À qui s’adresse le crédit d’impôt pour les services d’aide à domicile ?

Pour aider les particuliers ayant recours à des aides à domicile, l’état a mis en place un avantage fiscal sous forme de crédit d’impôt sur le revenu généralisé qui s’adresse désormais aux actifs comme aux retraités. Depuis le 1er janvier 2017, le crédit d’impôt remplace les réductions d’impôts auxquelles prétendaient les inactifs.
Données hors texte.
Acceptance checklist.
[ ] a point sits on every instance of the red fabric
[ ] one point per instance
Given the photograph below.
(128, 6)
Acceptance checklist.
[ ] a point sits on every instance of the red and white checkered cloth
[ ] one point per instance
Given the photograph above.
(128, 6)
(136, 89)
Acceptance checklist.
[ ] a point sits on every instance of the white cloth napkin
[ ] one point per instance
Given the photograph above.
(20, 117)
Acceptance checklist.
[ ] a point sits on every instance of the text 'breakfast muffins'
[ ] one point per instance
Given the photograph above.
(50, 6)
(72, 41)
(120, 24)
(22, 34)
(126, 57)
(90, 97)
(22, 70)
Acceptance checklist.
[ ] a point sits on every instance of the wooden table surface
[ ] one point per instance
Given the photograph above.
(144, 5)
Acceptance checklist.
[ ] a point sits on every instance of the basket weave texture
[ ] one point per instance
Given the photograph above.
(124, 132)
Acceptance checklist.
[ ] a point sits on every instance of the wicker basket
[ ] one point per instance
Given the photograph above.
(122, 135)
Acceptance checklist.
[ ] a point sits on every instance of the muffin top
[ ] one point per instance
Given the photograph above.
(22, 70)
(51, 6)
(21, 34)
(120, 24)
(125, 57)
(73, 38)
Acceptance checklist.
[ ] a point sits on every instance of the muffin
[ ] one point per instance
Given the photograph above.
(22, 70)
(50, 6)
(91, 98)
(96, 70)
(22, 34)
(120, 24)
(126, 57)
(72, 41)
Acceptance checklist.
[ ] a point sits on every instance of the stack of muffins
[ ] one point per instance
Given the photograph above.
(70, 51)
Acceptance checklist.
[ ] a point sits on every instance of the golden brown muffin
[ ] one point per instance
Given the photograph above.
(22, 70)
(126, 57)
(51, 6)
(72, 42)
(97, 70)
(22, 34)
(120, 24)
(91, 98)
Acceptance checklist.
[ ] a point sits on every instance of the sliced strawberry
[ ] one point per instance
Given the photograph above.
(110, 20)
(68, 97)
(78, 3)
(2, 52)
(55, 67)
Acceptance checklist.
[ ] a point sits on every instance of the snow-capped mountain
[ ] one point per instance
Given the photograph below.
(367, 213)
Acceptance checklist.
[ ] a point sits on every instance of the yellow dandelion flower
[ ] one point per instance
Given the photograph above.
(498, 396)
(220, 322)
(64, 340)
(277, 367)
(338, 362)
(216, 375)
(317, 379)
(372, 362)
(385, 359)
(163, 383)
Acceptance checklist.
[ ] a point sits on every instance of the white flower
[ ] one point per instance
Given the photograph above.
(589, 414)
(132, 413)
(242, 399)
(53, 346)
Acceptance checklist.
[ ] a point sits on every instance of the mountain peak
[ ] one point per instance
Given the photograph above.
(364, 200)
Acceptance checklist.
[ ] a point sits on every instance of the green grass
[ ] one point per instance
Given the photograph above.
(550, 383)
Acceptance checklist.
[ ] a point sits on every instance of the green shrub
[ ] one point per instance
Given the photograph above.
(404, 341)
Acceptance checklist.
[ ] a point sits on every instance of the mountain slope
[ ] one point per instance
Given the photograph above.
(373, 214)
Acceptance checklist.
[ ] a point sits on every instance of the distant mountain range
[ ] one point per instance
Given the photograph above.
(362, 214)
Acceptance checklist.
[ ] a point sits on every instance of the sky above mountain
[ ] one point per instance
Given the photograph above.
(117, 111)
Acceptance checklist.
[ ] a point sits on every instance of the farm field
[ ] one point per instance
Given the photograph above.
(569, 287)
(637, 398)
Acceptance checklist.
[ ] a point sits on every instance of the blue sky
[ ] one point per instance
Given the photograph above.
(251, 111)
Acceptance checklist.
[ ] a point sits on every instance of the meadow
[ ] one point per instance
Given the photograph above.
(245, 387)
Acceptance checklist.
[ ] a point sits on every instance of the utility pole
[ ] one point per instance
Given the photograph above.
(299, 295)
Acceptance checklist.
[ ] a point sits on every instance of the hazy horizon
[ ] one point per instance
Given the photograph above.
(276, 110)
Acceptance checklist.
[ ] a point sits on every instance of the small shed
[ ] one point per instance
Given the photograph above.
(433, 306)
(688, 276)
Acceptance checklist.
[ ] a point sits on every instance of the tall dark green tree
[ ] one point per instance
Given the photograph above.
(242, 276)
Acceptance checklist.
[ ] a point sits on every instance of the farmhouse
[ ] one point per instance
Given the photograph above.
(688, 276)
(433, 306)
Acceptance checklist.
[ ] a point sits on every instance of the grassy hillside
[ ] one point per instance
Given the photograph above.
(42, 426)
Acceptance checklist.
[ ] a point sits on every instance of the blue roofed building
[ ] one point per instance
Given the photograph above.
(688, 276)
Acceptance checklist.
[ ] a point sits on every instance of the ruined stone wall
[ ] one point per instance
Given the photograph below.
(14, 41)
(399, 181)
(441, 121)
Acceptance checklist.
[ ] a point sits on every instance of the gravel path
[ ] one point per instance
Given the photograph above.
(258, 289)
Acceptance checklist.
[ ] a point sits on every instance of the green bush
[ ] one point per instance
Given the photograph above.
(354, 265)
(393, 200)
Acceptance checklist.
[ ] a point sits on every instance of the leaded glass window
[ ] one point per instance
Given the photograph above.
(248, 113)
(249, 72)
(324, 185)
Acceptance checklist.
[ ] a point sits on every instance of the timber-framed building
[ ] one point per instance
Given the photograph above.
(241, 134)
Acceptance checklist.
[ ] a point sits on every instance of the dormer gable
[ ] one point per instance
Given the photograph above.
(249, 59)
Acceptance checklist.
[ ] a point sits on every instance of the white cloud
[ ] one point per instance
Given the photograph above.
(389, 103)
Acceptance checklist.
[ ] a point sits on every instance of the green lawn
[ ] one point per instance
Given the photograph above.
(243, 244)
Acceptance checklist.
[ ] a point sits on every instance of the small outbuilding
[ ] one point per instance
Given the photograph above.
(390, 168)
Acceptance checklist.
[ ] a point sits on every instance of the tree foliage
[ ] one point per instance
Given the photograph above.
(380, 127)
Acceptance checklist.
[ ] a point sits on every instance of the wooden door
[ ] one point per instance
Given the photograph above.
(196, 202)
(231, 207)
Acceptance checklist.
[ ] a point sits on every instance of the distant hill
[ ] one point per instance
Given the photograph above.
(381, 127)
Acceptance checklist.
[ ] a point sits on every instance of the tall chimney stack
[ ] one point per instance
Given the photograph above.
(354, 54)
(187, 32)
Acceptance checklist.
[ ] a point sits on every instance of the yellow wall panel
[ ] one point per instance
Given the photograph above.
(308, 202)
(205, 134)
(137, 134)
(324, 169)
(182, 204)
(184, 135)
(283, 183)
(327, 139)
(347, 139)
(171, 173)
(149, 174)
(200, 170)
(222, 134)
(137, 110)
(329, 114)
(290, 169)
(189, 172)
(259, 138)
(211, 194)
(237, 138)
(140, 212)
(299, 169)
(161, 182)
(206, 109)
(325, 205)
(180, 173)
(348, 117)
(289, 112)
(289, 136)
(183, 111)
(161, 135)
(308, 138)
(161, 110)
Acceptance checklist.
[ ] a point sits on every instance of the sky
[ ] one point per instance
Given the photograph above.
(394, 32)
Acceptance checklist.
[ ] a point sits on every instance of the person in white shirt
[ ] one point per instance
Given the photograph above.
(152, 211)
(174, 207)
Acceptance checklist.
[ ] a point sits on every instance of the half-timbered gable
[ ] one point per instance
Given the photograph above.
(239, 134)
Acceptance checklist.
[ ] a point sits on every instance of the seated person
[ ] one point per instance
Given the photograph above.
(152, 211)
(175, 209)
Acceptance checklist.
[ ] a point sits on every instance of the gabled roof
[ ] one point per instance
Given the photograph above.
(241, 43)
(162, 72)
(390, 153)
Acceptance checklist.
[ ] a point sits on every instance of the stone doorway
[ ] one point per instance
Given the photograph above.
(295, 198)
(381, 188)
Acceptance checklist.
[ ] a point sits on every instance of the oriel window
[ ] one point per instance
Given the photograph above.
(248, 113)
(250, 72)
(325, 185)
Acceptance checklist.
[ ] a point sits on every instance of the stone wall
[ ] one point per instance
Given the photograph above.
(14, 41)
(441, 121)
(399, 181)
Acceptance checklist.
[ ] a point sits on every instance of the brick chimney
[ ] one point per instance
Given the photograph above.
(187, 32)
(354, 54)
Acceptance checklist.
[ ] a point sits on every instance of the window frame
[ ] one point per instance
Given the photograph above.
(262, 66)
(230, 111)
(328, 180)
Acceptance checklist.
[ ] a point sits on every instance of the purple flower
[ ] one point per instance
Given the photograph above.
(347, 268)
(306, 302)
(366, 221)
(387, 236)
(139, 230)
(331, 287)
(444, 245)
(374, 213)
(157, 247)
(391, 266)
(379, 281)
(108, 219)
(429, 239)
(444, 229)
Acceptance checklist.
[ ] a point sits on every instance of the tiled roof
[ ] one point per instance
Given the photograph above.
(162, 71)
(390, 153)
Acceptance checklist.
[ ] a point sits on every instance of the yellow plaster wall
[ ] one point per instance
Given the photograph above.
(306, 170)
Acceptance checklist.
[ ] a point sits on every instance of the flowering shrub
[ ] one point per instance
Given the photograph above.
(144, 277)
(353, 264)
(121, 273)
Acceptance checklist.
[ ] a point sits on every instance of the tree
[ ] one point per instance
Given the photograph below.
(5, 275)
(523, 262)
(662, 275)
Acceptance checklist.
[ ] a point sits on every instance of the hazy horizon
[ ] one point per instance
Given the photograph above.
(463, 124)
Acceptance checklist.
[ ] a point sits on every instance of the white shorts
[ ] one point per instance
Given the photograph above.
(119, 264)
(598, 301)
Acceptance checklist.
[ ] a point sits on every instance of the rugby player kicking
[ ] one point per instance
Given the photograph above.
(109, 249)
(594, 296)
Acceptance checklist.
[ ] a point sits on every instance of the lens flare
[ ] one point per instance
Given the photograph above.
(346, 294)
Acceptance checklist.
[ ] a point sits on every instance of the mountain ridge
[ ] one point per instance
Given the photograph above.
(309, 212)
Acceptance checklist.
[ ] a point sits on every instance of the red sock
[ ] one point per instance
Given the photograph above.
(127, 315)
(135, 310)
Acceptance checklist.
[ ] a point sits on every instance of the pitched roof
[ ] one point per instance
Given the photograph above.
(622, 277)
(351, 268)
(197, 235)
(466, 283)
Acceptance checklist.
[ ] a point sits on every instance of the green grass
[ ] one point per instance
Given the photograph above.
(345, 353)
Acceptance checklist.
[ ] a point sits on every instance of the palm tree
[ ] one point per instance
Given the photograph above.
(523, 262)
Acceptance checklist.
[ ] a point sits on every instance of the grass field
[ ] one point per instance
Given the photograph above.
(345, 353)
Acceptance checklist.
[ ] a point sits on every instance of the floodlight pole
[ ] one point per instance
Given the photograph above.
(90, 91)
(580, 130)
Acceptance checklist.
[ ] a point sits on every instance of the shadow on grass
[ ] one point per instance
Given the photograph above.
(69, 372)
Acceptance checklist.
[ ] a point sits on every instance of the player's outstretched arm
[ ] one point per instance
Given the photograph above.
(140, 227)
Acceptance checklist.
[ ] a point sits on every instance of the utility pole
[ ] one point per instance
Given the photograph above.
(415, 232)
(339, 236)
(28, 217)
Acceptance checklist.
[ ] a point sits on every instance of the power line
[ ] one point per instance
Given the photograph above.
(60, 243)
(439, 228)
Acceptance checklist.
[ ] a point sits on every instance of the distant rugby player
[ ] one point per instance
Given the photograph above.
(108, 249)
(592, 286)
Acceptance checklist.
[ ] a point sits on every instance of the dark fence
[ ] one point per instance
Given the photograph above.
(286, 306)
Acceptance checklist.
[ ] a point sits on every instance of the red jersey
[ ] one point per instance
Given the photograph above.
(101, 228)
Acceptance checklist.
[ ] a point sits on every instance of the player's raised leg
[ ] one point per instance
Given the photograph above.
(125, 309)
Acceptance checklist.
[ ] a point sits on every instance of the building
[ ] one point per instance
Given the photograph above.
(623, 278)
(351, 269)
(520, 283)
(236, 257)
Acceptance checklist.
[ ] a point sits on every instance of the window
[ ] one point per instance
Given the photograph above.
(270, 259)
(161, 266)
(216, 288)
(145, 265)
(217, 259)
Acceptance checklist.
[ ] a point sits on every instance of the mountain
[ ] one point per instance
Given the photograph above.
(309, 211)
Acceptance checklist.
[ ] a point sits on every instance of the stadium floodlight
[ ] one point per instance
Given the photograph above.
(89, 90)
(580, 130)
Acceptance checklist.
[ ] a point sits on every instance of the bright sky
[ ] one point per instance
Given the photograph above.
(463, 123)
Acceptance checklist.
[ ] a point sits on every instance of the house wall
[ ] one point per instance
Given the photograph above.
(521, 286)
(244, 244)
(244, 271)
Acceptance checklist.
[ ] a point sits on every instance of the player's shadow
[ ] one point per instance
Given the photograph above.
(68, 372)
Cette mesure favorise ainsi les ménages modestes et les déclarants quelle que soit leur situation en tant que contribuable.

 

Le montant de l’avantage fiscal

Cet avantage fiscal s’adresse à tous les foyers et prend la forme d’un crédit d’impôt égal à 50% des dépenses engagées pour le paiement de services à la personne dans la limite de 12 000€ par an.

 

Cette limite peut atteindre 20 000€ dans certains cas particuliers :

  • La limite de 12 000€ peut être majorée de 1500€ par membre du foyer de plus de 65 ans sans dépasser 15 000€.
  • La limite peut atteindre 20 000€ en cas d’enfants à charge, d’enfants handicapés, d’ascendants vivant au domicile du déclarant.

 

Cette mesure s’inscrit dans une politique qui tend à favoriser l’emploi à domicile.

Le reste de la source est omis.